玄関ドアは機能性とともに防犯性能も重要です。錠の耐ピッキング性、ドア本体の耐破壊性にも配慮したものにしましょう。



侵入経路になりやすいのが、1階の掃き出し窓や腰高窓です。普通のガラスでしかもクレセント錠が1つだけの窓は、プロのドロボウなら数10秒でガラスを破ってクレセント錠を開けてしまいます。音もほとんど立てずに破れるので、きちんと防犯対策をしましょう。まず、ガラスは防犯ガラスを使い、カギを2つ付けること。これだけで侵入に手間がかかります。
死角になりやすい部分には「センサー付きライト」を付けたり、窓ガラスを破壊しようとすると警戒音を出す「ガラス破壊センサー」を取り付けると安心です。掃き出し窓は出入りがしやすいので、最も狙われています。部屋に誰もいない場合は、いつもカギをかける習慣をつけましょう。

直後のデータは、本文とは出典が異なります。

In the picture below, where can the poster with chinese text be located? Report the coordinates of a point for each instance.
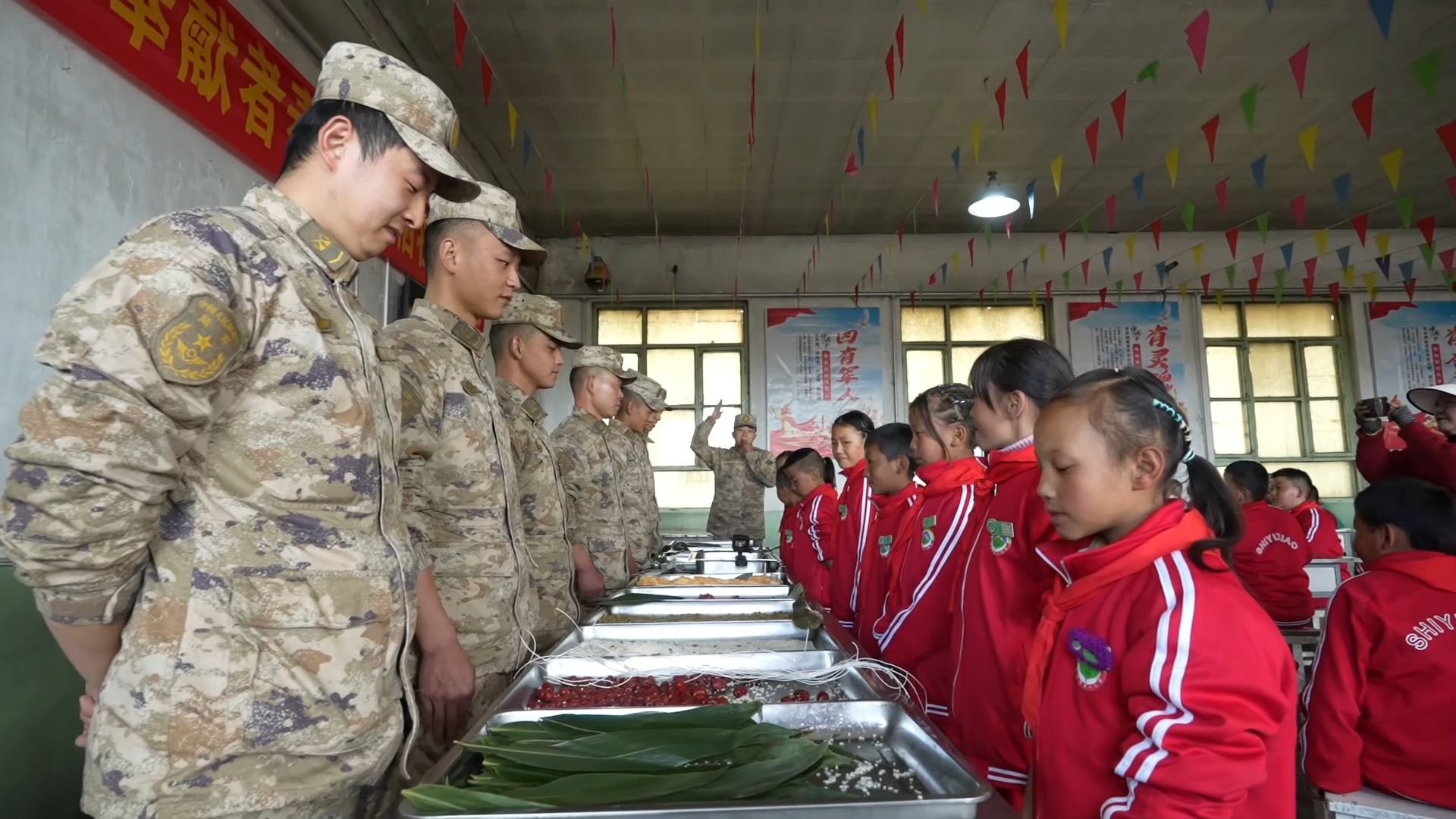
(821, 365)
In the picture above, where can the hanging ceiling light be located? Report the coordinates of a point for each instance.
(993, 200)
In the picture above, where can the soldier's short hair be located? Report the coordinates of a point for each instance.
(373, 129)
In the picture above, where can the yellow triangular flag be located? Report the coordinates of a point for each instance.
(1307, 143)
(1391, 161)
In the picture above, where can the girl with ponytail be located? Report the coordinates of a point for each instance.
(1155, 684)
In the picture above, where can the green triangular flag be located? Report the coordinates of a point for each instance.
(1405, 206)
(1424, 71)
(1247, 104)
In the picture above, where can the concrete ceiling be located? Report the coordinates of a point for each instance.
(688, 77)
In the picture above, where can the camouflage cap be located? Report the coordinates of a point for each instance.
(604, 357)
(648, 391)
(541, 312)
(497, 210)
(419, 110)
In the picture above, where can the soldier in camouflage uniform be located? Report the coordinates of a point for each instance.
(642, 404)
(740, 475)
(204, 494)
(526, 343)
(595, 513)
(462, 504)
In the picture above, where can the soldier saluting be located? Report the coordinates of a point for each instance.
(204, 494)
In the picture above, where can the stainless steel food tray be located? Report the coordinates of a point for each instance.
(870, 727)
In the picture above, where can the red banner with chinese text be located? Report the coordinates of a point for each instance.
(207, 63)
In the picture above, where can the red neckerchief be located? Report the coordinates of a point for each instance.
(1435, 569)
(1166, 531)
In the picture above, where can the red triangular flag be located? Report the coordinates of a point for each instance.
(1360, 223)
(900, 41)
(487, 74)
(1363, 107)
(460, 27)
(1298, 63)
(1197, 34)
(1298, 206)
(1021, 69)
(1210, 131)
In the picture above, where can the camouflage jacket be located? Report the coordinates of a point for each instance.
(739, 483)
(595, 515)
(638, 490)
(544, 509)
(213, 463)
(459, 484)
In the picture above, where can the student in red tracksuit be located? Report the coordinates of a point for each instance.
(915, 630)
(813, 479)
(855, 512)
(1381, 704)
(1272, 554)
(1156, 686)
(1293, 491)
(998, 604)
(890, 469)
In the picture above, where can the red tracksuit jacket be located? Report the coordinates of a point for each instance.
(873, 579)
(1427, 455)
(813, 538)
(915, 630)
(996, 608)
(1166, 694)
(851, 535)
(1381, 704)
(1270, 558)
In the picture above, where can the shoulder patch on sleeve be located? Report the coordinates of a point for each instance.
(197, 344)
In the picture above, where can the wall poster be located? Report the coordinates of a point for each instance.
(821, 363)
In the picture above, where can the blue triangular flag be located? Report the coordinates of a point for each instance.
(1382, 15)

窓やベランダに雨戸がある場合は、外側から簡単にはずせる事がないかをチェックします。ガラスと雨戸が二重だと、防犯性は高まります。1枚で雨戸、網戸、窓シャッターの機能を併せ持った便利なタイプも出ています。腰高窓なら面格子を取り付けるのもよい方法です。一度取り付けると簡単に外せない堅固なものも出ています。
ガラス破壊を検知し、警戒音を発することで侵入者を威嚇するガラス破壊センサー。




侵入ロとして忘れられがちなのが、洗面所やトイレの換気のために設けられた高窓や換気扇の通風孔です。ルーバーが付いていることも多く、こんな狭い部分からドロボウが入るなんて思いもつかないかもしれません。ルーバーなどが外部から外せたり、壊せるものだと侵入路になることがあります。面格子を付けたり、センサーなどで人が近づくと警戒できるように工夫しましょう。
同じように2階の窓やベランダも盲点になりがちです。まさか、という油断から施錠していないことも多く、ドロボウは足場を探して2階から入ろうと企んでいます。たとえば、雨といや車庫の屋根、電信柱や庭木をよじのぼって2階から入ることもできます。2階以上の部屋にも、窓には面格子、ガラス窓は2ロックが基本です。また、ベランダの目隠しのための腰壁も死角になりやすく、できれば見通しのよい手すりが安全です。